何凱的目光變得冰冷。
緩緩掃過李鐵生那帶著威脅和期待的臉,又落在金成那副掌控一切、貓捉老鼠般的戲謔表情上。
他心中其實很透亮,這些人死死抓住他當初與金成私下交易u盤這件事,就是要將它打造成一個無法洗刷的“污點”,一個足以將他牢牢拴住的韁繩。
但他們哪里知道,這件事情已經被處理得干干凈凈。
這一切都在省紀委的秘密檔案中保存著。
但何凱并不想將這些講明,他要看看這些人到底要上演什么把戲。
這一時他最好還是示弱的好。
想到這里何凱深吸一口氣,看起來如同被抽走了所有反抗的力氣,肩膀微微垮下,臉上露出一絲疲憊和妥協,聲音低沉。
“行,李主任,我明白你的意思了。”
他頓了頓,抬眼看向李鐵生,眼神復雜,“你想讓我做什么?直接說吧。”
李鐵生見他“服軟”,臉上頓時陰轉晴,露出一副心安理得的表情,語氣也緩和下來,帶著一種施恩般的口吻。
“這就對了嘛!何凱,我是真不想和大家撕破臉皮!今晚我們出來,就是為了放松一下,朋友們聯絡聯絡感情,暢所欲。”

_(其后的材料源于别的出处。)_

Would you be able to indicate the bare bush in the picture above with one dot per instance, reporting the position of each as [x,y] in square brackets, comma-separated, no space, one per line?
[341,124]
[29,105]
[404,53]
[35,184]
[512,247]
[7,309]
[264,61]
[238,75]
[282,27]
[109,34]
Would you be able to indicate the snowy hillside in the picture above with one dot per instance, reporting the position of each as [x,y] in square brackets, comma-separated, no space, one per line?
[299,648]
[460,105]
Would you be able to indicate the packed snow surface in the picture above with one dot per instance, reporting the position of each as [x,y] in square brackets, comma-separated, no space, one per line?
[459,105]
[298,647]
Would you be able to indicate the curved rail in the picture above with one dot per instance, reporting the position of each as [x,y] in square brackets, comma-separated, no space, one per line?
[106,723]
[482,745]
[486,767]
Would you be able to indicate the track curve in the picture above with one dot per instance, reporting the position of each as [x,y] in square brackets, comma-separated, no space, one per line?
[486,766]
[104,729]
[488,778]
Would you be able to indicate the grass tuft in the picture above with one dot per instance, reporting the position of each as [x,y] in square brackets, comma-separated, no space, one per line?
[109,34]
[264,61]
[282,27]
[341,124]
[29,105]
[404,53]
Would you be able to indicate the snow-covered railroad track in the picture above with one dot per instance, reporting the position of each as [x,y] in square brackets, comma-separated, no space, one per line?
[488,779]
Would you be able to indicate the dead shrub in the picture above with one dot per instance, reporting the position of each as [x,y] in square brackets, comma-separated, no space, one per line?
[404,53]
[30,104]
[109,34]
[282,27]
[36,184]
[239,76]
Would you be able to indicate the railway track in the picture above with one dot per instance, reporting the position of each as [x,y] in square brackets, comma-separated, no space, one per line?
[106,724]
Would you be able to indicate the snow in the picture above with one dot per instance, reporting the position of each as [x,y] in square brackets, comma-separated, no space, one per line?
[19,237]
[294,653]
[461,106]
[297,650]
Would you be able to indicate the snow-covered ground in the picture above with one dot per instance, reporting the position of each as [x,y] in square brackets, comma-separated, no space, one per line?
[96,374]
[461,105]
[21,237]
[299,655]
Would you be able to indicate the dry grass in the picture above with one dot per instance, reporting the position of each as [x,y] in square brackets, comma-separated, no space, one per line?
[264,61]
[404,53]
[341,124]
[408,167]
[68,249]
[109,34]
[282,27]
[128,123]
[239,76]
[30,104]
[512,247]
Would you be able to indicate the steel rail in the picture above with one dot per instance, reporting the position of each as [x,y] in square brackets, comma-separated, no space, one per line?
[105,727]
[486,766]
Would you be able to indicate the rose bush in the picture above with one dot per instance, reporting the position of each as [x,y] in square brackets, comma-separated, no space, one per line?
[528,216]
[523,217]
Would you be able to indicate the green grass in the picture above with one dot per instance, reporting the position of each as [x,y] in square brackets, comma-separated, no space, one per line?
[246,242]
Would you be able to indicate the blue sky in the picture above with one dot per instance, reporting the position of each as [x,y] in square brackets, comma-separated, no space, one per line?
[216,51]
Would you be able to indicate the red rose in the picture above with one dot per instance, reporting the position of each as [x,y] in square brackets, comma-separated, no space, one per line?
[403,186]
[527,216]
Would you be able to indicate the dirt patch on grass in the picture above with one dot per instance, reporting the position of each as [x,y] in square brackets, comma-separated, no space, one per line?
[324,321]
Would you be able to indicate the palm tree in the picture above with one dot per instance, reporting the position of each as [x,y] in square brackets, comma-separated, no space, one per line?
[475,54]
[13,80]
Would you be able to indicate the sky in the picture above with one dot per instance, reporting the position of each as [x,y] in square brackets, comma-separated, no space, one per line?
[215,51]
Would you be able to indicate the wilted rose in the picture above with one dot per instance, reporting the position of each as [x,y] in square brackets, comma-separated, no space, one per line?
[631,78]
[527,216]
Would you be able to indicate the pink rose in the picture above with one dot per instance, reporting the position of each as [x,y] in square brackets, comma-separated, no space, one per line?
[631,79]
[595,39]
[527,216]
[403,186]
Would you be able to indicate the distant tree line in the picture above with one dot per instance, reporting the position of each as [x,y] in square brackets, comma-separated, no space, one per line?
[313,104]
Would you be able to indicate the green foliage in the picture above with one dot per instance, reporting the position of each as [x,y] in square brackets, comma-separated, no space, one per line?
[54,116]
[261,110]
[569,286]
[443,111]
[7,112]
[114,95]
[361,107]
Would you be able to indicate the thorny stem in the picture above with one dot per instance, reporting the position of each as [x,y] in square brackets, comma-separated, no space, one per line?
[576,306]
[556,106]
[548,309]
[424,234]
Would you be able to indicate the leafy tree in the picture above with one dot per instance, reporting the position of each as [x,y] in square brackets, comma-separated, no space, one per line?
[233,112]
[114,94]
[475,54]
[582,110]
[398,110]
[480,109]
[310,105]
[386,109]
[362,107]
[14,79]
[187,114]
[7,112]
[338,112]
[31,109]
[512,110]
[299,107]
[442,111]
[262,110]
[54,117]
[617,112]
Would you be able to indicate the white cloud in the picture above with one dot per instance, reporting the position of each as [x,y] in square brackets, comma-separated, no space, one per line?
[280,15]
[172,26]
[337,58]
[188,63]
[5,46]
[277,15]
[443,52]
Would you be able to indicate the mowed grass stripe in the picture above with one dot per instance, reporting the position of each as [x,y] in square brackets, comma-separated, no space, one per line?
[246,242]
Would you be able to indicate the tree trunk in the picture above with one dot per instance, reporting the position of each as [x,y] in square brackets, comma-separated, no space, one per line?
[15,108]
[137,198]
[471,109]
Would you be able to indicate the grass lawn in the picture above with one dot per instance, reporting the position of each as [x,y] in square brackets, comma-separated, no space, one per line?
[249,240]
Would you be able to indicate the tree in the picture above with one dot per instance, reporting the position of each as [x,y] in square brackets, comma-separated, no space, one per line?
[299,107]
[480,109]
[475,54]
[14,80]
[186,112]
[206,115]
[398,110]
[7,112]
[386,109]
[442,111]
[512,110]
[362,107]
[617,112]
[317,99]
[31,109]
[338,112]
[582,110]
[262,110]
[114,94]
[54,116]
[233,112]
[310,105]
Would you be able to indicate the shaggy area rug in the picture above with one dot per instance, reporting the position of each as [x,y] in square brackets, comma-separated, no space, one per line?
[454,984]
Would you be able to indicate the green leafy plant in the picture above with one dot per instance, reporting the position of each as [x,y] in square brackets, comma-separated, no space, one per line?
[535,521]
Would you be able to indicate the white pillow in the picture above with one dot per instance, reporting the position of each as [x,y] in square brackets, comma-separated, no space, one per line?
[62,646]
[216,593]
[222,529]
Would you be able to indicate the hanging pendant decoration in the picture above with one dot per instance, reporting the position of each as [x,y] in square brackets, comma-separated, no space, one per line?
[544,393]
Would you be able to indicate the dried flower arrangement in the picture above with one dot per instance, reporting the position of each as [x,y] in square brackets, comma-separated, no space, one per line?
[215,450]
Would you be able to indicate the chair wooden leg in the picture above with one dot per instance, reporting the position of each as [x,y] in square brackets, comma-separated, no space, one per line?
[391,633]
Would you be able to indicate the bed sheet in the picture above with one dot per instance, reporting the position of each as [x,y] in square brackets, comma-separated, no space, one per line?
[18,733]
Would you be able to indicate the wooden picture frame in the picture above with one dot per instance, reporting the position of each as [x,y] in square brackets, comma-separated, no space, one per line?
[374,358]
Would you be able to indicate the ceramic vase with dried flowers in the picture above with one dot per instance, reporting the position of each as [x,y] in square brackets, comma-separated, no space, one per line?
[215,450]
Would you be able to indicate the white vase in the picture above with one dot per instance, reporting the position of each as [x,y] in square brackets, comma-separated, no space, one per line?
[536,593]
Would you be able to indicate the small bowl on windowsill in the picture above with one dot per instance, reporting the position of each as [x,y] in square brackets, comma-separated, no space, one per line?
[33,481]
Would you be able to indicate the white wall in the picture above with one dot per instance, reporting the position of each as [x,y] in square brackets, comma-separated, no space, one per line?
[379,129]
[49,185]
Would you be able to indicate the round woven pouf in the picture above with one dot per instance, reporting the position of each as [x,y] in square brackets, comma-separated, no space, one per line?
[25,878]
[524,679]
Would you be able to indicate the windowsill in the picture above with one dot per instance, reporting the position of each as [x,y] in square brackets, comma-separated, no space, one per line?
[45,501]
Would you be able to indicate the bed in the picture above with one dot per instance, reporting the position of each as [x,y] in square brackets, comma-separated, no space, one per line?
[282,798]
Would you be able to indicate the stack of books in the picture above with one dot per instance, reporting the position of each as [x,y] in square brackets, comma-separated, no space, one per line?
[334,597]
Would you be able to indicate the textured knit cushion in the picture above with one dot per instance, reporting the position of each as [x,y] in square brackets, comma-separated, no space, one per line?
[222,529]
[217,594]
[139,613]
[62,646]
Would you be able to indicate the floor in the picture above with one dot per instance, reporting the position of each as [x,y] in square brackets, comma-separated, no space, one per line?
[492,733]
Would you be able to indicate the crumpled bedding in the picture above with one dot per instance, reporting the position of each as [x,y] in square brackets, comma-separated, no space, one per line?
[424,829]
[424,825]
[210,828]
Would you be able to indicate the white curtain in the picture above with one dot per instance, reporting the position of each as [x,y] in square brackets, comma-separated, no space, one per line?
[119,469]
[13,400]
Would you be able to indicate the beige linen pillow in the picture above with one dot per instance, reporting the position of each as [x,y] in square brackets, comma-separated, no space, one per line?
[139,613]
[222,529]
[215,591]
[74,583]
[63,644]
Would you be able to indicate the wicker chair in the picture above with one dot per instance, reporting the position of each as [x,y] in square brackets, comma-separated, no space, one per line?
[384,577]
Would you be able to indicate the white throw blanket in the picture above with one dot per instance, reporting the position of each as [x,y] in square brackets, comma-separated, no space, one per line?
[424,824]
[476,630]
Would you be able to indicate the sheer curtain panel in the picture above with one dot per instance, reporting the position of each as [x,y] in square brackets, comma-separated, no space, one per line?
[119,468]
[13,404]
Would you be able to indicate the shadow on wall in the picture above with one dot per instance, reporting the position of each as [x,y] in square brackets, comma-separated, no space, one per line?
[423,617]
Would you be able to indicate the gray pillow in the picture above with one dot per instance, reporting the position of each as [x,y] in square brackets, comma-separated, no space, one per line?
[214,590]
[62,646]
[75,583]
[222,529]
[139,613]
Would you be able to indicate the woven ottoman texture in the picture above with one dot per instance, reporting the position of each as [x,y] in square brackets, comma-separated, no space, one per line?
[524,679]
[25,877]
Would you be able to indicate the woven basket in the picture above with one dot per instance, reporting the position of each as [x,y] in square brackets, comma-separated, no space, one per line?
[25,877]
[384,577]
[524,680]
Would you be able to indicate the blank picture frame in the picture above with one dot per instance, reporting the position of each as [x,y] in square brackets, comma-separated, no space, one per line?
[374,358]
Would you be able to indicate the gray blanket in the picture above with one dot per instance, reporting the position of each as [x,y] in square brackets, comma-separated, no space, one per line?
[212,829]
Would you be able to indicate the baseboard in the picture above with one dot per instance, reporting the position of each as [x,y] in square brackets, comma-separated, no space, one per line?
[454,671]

“你老是繃著個臉,拒人千里之外,這多傷感情?你不領情,我們這心里也難受啊!你記住,你現在已經不是什么二號首長了!”
“好,李主任。”
何凱順著他的話,語氣聽不出喜怒,“那我就看看,今晚這些朋友們到底想怎么聯絡感情。”
高啟明見狀,臉上露出滿意的笑容,親熱地拍了拍何凱的大腿,一副推心置腹的樣子:
“兄弟,這就對了嘛!你還是太年輕,經歷得少,放心,我們吃不了你,也不是什么洪水猛獸,就是比你多走了幾年路,想帶你一段。”
金成也假惺惺地附和道,晃著酒杯,“就是,何凱啊,放輕松一點!別總像防賊一樣防著我們。”
何凱不置可否的笑了笑,并沒有說什么。
金成卻接著說,“你看看李主任,以前不也是埋頭苦干?現在懂得交際了,這不,副廳級的位置就快到手了!這說明什么?說明多條朋友多條路!”
何凱沉默地聽著,不再反駁,但內心的警惕卻提到了最高。
他清楚地知道,今晚這場“聯絡感情”的戲碼絕不會那么簡單。
這些人必然會千方百計地拉攏、腐蝕,試圖將他綁上他們的利益戰車。
即便他堅守底線,不與他們同流合污去做那些出格之事。
但只要今晚他默認了這種“圈子”關系,成為了某些隱秘交易的“知情者”,那么在他的未來仕途上,這就等于被埋下了一顆不知道何時會爆炸的雷!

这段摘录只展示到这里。